Try to hang so you do not have to position the paper after it is all on the wall. I sorta lay the seams without setting the rest of the paper. I loosely tack up the top and then lay the seam where it belongs - butted and matched. I then sweep out the rest of the strip. Variations of this is how most of the hangers I've worked with do it. Although, many will do this in sections, top, middle, bottom. But anyway, it gets away from needing to "slip" the whole strip or large sections into position


I would advise buying a six foot wallpaper straightedge and trimming with single edge razor blades. The snap-offs are difficult to keep ABSOLUTELY perpendicular. Also, I don't know what you are using for a table, but if it's inappropriate, the blade can start tracking with the grain or previous cuts. I know one hanger that uses a sheet of plate glass. A real PITA and too hard a surface for my liking, but it does help very accurate trims. Most hangers use basswood boards because of the fine straight grain. 



finishesbykevyn said:


> Never using a liner myself, I imagine that it would be hung similar to the paper but much quicker?? Exuse me if i sound quite naive on this subject as ive been kind of forced into a crash course on this..
> I think there is only one other guy in town that is hanging paper so im trying to capatalize on it.. as im already doing the painting for alot of designers in town..


Liner is almost fun to hang. Most manufacturers recommend "cross lining", or "railroading" or in layman's terms, running the strips horizontally. I used to hang vertically until a very large room where it was impossible to engineer so the seams of liner (30" wide) never fell within an inch of the finish paper (21" wide). After that job I railroaded. There are a few tricks to lining that would be next to impossible to convey clearly here. 
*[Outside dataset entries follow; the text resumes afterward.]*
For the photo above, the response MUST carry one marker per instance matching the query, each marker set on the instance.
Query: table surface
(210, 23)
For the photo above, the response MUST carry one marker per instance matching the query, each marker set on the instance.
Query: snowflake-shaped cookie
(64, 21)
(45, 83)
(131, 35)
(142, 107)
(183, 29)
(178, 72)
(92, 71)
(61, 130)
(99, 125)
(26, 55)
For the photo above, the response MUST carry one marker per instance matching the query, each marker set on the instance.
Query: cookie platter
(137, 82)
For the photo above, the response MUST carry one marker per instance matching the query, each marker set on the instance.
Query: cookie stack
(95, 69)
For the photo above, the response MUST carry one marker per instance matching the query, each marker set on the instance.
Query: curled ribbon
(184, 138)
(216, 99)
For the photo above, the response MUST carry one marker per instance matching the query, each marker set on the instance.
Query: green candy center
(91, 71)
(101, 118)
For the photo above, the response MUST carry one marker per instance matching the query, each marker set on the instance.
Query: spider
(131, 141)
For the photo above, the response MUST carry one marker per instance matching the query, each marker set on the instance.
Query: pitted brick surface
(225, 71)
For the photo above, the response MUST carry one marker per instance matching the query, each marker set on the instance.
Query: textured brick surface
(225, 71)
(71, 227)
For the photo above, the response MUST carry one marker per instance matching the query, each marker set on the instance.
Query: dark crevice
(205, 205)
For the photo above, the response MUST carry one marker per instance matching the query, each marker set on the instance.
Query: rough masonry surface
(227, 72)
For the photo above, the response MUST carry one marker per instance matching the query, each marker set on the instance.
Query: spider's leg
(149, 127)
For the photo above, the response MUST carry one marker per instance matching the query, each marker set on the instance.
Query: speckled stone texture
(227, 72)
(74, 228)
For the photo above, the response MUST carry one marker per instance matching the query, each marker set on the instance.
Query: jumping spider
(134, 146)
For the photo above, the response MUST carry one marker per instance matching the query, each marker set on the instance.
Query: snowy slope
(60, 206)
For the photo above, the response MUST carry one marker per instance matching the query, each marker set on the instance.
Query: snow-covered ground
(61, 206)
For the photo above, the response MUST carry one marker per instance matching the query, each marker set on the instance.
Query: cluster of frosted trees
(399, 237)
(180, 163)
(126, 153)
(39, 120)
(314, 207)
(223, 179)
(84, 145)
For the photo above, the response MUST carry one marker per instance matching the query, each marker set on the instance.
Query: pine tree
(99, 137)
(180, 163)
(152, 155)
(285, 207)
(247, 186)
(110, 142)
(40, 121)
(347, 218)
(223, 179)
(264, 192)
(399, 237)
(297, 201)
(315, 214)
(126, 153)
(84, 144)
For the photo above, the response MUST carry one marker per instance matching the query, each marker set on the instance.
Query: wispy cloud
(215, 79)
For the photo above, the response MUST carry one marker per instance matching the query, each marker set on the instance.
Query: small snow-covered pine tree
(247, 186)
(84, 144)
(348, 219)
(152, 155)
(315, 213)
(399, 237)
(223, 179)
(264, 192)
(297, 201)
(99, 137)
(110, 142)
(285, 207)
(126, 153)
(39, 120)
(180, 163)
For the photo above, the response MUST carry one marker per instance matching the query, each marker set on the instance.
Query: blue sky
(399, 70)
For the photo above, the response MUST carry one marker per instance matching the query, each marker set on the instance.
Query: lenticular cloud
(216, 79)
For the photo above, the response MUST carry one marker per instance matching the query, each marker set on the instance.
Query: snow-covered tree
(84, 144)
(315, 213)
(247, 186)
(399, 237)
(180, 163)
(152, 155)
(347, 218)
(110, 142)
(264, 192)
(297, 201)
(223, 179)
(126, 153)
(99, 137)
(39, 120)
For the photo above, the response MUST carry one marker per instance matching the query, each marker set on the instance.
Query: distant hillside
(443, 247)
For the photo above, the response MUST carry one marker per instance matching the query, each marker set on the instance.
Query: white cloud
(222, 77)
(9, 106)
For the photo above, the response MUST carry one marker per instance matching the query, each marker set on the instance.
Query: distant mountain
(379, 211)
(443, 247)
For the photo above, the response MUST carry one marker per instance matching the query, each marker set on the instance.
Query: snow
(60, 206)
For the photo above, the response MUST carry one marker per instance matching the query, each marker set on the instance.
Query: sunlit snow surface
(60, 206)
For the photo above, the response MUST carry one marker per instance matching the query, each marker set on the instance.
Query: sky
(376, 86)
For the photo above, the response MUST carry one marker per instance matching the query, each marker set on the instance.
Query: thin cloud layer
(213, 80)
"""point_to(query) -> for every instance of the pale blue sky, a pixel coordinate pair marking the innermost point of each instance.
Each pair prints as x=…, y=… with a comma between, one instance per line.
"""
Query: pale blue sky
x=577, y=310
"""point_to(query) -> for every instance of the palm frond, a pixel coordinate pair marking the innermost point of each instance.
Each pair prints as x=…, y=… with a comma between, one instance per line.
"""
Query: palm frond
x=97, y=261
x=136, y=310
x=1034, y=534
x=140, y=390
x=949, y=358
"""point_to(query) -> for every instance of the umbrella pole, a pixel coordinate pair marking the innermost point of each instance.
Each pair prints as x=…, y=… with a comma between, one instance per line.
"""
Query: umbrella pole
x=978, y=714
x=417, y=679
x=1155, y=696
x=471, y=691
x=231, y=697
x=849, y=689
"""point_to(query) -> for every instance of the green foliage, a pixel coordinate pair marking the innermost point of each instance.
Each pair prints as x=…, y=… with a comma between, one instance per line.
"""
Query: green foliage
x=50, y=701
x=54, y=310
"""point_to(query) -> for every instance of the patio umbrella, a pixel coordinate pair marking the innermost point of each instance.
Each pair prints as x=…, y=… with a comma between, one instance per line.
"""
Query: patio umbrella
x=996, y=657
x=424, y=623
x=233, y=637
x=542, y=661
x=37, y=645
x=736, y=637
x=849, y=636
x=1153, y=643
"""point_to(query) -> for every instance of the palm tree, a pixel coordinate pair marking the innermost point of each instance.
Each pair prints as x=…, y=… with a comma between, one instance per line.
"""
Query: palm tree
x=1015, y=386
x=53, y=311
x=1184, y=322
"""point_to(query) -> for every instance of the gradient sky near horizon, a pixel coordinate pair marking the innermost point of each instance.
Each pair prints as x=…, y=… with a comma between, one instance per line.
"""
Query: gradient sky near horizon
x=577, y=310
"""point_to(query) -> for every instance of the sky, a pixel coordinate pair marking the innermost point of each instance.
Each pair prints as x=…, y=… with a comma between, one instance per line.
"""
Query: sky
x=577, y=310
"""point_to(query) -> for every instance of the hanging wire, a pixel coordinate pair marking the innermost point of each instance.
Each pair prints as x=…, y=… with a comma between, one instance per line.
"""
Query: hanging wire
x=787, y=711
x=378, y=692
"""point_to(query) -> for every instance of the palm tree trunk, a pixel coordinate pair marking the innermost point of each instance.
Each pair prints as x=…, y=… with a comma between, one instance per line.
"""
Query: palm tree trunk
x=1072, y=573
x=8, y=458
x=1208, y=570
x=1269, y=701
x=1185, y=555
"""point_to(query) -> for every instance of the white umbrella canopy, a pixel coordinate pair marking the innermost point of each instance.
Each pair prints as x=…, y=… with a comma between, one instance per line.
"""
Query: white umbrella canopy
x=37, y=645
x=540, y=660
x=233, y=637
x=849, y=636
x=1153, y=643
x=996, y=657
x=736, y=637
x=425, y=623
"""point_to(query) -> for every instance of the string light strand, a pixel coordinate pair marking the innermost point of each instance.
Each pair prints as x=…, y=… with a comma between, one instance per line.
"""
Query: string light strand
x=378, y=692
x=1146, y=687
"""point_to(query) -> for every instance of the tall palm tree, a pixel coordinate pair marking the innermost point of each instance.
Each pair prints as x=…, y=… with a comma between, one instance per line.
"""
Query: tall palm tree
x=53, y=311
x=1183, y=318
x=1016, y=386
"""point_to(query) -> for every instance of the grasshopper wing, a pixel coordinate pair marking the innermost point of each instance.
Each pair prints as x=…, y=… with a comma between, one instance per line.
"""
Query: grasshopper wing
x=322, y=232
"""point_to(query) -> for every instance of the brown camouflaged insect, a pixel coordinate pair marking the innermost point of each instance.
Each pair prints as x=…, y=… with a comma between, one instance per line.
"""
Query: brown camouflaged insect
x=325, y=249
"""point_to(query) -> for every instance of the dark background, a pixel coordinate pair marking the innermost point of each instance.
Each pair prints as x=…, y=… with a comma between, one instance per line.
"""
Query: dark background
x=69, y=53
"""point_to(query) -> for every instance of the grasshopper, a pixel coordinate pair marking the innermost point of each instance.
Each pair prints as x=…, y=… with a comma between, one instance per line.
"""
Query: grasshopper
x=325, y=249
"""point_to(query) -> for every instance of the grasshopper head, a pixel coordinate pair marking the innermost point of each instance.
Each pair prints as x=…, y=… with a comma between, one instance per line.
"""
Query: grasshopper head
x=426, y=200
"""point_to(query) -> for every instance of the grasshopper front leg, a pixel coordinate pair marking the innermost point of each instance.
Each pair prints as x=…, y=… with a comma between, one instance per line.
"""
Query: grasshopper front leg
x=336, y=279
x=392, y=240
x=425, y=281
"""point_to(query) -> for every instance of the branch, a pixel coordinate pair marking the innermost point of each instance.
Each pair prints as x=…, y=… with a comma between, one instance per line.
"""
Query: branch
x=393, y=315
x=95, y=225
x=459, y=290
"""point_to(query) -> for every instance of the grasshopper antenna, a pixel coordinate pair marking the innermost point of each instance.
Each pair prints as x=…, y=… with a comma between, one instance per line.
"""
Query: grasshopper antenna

If you need to teach yourself everything, I would advise learning on less expensive, less finicky papers  :yes: Maybe have the other guy help you on a couple of installs and pick up some of his GOOD habits

good luck with it all


----------



## finishesbykevyn

daArch said:


> I can understand your predicament of having limited choices, but unfortunately, no one paste fits all.
> 
> BLOG??? I'm not trendy enough to be bloggin. That is a straightforward old fashioned article that I researched, interviewed other hangers and manufacturers, edited, and honed. Not a stream-of-thought toilet tissue internet "blog" :whistling2: :no:
> 
> Try to hang so you do not have to position the paper after it is all on the wall. I sorta lay the seams without setting the rest of the paper. I loosely tack up the top and then lay the seam where it belongs - butted and matched. I then sweep out the rest of the strip. Variations of this is how most of the hangers I've worked with do it. Although, many will do this in sections, top, middle, bottom. But anyway, it gets away from needing to "slip" the whole strip or large sections into position
> 
> 
> I would advise buying a six foot wallpaper straightedge and trimming with single edge razor blades. The snap-offs are difficult to keep ABSOLUTELY perpendicular. Also, I don't know what you are using for a table, but if it's inappropriate, the blade can start tracking with the grain or previous cuts. I know one hanger that uses a sheet of plate glass. A real PITA and too hard a surface for my liking, but it does help very accurate trims. Most hangers use basswood boards because of the fine straight grain.
> 
> 
> 
> Liner is almost fun to hang. Most manufacturers recommend "cross lining", or "railroading" or in layman's terms, running the strips horizontally. I used to hang vertically until a very large room where it was impossible to engineer so the seams of liner (30" wide) never fell within an inch of the finish paper (21" wide). After that job I railroaded. There are a few tricks to lining that would be next to impossible to convey clearly here.
> 
> If you need to teach yourself everything, I would advise learning on less expensive, less finicky papers  :yes: Maybe have the other guy help you on a couple of installs and pick up some of his GOOD habits
> 
> good luck with it all



Some priceless tips Daarch. Much appreciated. My table right now is actually 2 saw horses with 8 ft. sheets of laminated MDF on top haha. Which actually probably helped me keep the lines straight i guess. haha. I think..
Definitely want to find a longer straight edge though..! A few days with "The other guy" is probably not a bad idea either. Cheers. Thanks again.


----------



## chrisn

chrisn said:


> probably meant dynamite


or not:no:


----------



## daArch

finishesbykevyn said:


> Some priceless tips Daarch. Much appreciated. My table right now is actually 2 saw horses with 8 ft. sheets of laminated MDF on top haha. Which actually probably helped me keep the lines straight i guess. haha. I think..
> Definitely want to find a longer straight edge though..! A few days with "The other guy" is probably not a bad idea either. Cheers. Thanks again.


As I've said many times, I am a HORRIBLE teacher. But I am more than willing to write a few tips for you when you have a question.

It's a long process to learn the trade, and there are a few here who have paid their dues who are willing to help you along via the written word.

Don't be a stranger


----------



## chrisn

daArch said:


> As I've said many times, I am a HORRIBLE teacher. But I am more than willing to write a few tips for you when you have a question.
> 
> It's a long process to learn the trade, and there are a few here who have paid their dues who are willing to help you along via the written word.
> 
> Don't be a stranger


I have been at it almost 30 years and hardly learned anything


----------



## wcaz

ditto


----------